Comentário ao Caso Gert Folk, C-529/15

No Caso C-529/15, o TJUE foi chamado a interpretar diversas disposições da Diretiva da Responsabilidade Ambiental (Diretiva 2004/35/CE22). O pedido de reenvio emergiu de uma ação com vista à efetivação de responsabilidade civil ambiental, intentada por um titular de uma licença de pesca no rio Mürz, na Áustria, com fundamento em atentados ao ambiente, provocados por uma central hidroelétrica, que comprometiam a reprodução natural dos peixes. O órgão administrativo austríaco competente indeferiu a ação com o argumento de que tendo a exploração da central hidroelétrica sido autorizada nos termos da legislação nacional, o dano invocado não podia ser qualificado como dano ambiental nos termos da Diretiva.

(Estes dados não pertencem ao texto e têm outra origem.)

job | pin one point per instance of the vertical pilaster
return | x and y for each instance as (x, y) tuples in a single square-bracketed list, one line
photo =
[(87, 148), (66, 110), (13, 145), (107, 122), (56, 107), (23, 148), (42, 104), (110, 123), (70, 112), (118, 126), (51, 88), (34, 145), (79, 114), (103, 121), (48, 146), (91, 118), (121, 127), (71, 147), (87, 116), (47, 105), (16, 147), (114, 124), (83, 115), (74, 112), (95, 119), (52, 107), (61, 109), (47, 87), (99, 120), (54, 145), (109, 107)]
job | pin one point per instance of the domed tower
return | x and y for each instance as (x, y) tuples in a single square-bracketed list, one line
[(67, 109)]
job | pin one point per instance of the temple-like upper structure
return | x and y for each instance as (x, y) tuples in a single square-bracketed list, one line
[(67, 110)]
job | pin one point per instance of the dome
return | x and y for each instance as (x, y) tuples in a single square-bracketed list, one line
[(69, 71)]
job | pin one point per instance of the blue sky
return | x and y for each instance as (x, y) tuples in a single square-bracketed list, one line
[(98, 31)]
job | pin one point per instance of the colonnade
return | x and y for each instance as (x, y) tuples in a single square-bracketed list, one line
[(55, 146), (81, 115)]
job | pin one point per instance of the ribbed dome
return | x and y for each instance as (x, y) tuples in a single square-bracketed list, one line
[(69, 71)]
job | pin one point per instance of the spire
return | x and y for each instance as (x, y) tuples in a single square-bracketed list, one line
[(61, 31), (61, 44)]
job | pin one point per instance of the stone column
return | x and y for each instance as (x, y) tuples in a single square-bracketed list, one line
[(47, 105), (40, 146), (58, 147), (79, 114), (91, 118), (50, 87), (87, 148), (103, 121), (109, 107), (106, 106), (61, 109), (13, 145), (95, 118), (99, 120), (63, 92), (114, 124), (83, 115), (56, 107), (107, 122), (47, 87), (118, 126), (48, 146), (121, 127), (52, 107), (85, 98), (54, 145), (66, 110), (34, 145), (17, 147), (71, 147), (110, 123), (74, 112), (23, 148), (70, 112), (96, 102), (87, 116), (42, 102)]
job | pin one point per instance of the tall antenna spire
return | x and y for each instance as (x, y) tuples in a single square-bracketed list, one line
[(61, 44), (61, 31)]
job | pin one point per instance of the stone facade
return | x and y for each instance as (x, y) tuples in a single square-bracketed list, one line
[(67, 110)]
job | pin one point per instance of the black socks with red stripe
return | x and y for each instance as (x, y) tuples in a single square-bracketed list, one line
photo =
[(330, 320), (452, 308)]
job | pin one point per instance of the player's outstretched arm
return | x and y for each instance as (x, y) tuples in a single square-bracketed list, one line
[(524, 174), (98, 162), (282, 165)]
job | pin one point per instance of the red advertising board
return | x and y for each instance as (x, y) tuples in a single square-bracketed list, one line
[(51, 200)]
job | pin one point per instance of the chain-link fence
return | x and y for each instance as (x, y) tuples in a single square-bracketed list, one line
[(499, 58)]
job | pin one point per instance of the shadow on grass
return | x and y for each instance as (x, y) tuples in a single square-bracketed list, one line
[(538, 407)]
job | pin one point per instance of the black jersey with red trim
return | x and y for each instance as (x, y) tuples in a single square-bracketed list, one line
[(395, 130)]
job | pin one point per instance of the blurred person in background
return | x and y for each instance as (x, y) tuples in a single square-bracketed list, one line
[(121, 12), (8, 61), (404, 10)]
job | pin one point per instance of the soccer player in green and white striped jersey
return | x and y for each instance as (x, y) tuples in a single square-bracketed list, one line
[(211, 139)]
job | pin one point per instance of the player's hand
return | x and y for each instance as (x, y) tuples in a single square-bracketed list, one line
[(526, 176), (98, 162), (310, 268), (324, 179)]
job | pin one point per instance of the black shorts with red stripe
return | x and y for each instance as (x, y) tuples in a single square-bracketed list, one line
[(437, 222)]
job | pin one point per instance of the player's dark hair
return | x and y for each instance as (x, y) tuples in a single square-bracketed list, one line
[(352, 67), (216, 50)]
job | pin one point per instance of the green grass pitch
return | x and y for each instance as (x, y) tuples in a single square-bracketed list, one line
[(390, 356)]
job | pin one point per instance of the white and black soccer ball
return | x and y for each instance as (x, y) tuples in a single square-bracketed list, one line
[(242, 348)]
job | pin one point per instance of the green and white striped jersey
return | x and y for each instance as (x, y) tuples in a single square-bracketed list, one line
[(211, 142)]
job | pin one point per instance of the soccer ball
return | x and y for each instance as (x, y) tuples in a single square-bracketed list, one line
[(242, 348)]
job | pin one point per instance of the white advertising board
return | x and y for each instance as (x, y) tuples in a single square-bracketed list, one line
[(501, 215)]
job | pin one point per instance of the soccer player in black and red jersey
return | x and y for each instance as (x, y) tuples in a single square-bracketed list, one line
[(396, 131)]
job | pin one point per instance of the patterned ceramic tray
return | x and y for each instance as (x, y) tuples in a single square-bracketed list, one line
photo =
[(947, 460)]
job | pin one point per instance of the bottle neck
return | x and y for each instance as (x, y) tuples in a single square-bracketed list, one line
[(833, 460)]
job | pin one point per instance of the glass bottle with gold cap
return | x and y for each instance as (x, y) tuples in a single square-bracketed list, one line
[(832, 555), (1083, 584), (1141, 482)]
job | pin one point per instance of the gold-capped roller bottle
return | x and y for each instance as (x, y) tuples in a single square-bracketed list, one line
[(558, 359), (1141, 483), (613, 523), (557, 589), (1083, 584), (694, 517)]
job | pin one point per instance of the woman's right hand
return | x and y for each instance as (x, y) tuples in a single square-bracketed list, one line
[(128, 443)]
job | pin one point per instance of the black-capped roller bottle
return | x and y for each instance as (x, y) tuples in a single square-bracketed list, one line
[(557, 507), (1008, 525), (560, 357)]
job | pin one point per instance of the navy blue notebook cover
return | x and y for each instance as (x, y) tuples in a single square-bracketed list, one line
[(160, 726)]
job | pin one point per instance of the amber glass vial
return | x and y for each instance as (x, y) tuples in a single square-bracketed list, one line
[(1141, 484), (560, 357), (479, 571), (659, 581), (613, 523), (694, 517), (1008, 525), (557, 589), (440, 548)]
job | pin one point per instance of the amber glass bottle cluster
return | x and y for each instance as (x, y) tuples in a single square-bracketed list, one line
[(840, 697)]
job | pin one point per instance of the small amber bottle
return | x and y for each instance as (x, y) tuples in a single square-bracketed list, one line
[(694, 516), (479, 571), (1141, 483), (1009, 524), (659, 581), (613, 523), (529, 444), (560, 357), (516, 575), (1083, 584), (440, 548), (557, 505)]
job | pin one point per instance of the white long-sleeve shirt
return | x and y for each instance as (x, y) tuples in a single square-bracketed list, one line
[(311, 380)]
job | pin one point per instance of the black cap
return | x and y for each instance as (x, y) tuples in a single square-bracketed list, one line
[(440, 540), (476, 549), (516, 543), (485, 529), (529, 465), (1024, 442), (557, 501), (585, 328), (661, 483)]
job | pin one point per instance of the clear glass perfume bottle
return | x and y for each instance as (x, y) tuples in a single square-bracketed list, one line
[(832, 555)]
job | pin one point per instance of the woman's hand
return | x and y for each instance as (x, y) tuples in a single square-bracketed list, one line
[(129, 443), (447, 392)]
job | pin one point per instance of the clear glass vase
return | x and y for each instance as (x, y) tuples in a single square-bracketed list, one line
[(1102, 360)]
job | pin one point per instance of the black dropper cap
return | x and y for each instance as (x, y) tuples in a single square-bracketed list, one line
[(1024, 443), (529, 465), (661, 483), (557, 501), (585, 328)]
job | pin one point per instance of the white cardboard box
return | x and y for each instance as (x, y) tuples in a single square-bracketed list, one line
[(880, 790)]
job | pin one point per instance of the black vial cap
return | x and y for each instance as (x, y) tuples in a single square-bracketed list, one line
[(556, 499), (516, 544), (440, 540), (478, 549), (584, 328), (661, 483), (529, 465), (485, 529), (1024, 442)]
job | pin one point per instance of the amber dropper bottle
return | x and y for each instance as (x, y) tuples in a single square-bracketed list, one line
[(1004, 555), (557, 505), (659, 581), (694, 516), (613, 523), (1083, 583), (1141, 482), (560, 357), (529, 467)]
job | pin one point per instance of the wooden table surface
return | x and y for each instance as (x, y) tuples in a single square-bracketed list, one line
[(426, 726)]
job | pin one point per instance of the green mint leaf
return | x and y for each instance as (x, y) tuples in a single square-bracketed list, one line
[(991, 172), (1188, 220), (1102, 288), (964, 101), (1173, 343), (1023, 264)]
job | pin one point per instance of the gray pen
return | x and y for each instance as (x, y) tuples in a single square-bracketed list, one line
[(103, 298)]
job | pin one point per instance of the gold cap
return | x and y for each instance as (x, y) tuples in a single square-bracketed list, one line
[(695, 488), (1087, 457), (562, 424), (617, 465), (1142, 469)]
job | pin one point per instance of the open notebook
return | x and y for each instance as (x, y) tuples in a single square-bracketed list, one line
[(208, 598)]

O Tribunal declarou que o artigo 17.º da Diretiva deve ser interpretado no sentido de que a Diretiva se aplica ratione temporis aos danos ambientais que ocorreram depois de 30 de abril de 2007, mas que foram causados pela exploração de uma instalação autorizada (no caso, nos termos da legislação sobre as águas), que estava em atividade antes dessa data.

De seguida, o TJUE afirmou que a Diretiva – em especial o seu artigo 2.º/1/b) que define “dano ambiental”, densificando-o por componentes naturais – deve ser interpretada no sentido de que se opõe a uma disposição de direito nacional que exclui, de forma geral e automática, que um dano que produz efeitos significativos adversos no estado ecológico, químico ou quantitativo ou no potencial ecológico das águas afetadas possa ser qualificado de «dano ambiental» pelo simples facto de estar abrangido por uma autorização concedida em aplicação desse direito.

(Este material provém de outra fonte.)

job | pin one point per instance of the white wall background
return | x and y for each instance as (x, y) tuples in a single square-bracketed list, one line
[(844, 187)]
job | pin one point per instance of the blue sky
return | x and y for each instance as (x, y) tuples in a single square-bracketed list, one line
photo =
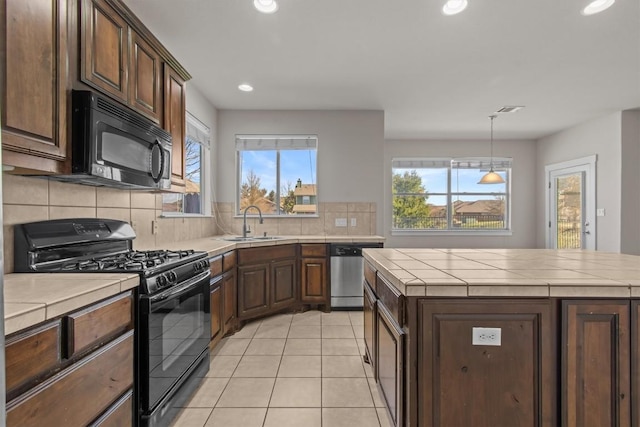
[(462, 180), (294, 164)]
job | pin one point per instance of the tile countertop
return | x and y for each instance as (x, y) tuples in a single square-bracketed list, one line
[(216, 245), (508, 272), (31, 298)]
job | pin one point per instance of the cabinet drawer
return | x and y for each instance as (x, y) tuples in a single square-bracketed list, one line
[(229, 260), (120, 414), (78, 394), (391, 298), (31, 355), (268, 254), (215, 265), (370, 275), (313, 250), (98, 323)]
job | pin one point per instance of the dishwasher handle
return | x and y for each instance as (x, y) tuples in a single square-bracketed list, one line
[(351, 249)]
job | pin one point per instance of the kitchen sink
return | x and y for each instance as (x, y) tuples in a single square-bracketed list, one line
[(247, 239)]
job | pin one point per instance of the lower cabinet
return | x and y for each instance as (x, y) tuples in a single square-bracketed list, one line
[(486, 363), (596, 364), (314, 275), (76, 370), (215, 305), (369, 309), (229, 297), (267, 280), (389, 368), (635, 363)]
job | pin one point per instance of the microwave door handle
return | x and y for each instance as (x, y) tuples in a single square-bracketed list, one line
[(156, 150)]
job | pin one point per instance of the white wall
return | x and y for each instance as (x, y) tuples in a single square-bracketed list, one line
[(601, 137), (522, 202), (350, 150), (630, 174)]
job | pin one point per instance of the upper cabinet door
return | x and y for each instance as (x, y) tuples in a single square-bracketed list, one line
[(144, 78), (34, 63), (174, 121), (105, 49)]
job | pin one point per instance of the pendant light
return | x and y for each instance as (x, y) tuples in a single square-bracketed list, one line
[(491, 177)]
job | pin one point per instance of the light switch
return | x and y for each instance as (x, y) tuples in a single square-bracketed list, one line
[(487, 336)]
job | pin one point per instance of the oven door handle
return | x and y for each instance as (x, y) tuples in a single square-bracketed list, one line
[(179, 290)]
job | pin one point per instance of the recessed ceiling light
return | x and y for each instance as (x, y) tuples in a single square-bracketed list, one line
[(597, 6), (452, 7), (510, 109), (266, 6)]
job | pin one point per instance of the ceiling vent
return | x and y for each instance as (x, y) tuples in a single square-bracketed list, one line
[(510, 109)]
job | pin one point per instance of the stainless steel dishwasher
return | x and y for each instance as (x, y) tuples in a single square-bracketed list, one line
[(347, 272)]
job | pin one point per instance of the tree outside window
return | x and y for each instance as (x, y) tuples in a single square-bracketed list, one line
[(277, 174)]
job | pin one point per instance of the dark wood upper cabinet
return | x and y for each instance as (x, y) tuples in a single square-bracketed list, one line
[(35, 95), (54, 46), (596, 363), (145, 79), (105, 49)]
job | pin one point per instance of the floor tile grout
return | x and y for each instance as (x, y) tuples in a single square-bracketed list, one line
[(324, 336)]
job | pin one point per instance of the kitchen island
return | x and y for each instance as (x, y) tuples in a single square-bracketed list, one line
[(504, 337)]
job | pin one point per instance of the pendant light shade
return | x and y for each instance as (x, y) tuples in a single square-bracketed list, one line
[(491, 177)]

Ademais, considerou que os artigos 12.º e 13.º da Diretiva devem ser interpretados no sentido de que se opõem a uma disposição de direito nacional, como a que estava em causa no processo principal, que proíba os titulares de uma licença de pesca de interpor um recurso relativo a um dano ambiental, na aceção do artigo 2.º/1/b) da Diretiva. O TJUE observou que os Estados-Membros não têm margem de apreciação no que toca ao direito de recurso das pessoas afetadas ou suscetíveis de ser afetadas por danos ambientais, como decorre do artigo 12º/1/a).

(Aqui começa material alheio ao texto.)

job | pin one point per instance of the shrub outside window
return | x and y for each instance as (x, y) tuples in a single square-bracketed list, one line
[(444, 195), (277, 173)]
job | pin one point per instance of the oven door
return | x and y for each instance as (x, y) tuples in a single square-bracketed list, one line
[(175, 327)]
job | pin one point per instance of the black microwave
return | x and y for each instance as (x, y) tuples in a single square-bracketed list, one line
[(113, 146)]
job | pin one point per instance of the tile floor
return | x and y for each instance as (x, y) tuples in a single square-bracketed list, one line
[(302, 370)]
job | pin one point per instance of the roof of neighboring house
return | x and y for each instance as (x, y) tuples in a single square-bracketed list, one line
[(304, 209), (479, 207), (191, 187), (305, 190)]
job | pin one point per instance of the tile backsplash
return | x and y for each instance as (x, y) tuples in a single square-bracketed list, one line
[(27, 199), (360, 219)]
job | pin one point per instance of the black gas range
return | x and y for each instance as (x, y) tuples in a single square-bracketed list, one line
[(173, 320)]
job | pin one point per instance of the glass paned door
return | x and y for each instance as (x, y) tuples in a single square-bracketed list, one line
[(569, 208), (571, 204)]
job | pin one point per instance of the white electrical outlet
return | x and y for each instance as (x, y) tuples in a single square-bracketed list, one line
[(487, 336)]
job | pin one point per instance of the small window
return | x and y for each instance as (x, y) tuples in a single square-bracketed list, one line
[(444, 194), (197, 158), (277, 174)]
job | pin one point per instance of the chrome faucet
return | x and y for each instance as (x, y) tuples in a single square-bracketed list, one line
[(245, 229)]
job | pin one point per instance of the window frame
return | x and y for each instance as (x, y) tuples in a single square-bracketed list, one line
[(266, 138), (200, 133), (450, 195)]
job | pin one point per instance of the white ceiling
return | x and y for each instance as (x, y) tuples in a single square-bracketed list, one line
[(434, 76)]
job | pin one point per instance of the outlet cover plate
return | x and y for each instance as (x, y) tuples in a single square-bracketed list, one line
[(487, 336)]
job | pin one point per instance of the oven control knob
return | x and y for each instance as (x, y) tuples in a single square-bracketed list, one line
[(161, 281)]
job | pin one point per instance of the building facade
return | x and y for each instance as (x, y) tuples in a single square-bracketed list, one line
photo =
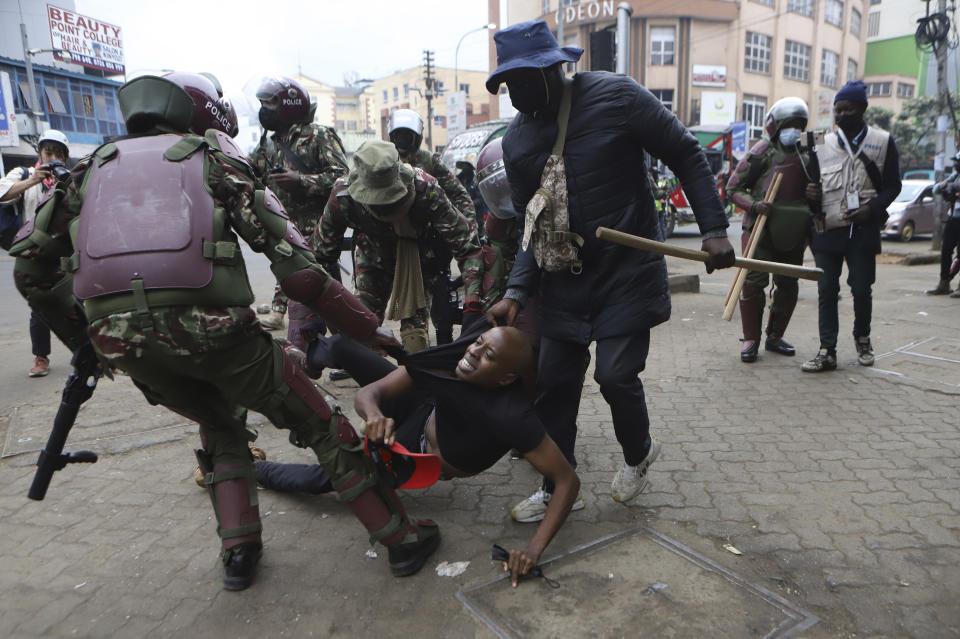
[(73, 98), (712, 61)]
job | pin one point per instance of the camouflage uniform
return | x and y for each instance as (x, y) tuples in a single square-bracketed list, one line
[(206, 358), (439, 225), (320, 151)]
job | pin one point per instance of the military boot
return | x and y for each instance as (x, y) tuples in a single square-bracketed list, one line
[(751, 314)]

Por fim, note-se que esta decisão não se refere explicitamente à Convenção de Aarhus para chegar às suas conclusões, todavia, como refere o Advogado-Geral Bobek, os artigos 12º e 13º da Diretiva têm-na como modelo, nomeadamente o artigo 9º/2 e 3. Assim, a UE tem caminhado para um direito comunitário mais densificado em matéria ambiental, concretizando o que se atingiu internacionalmente, a meu ver positivamente, dados os problemas de enforcement que inerem ao direito internacional e a UE estar dotada de outros mecanismos.

A jurisprudência do TJUE revela uma abordagem pragmática e flexível na interpretação dos objetivos dos Tratados, que tem influenciado positivamente a política ambiental europeia, neste caso, permitindo que danos pretéritos e sob autorização sejam ainda considerados danos ecológicos para efeitos de responsabilidade ambiental.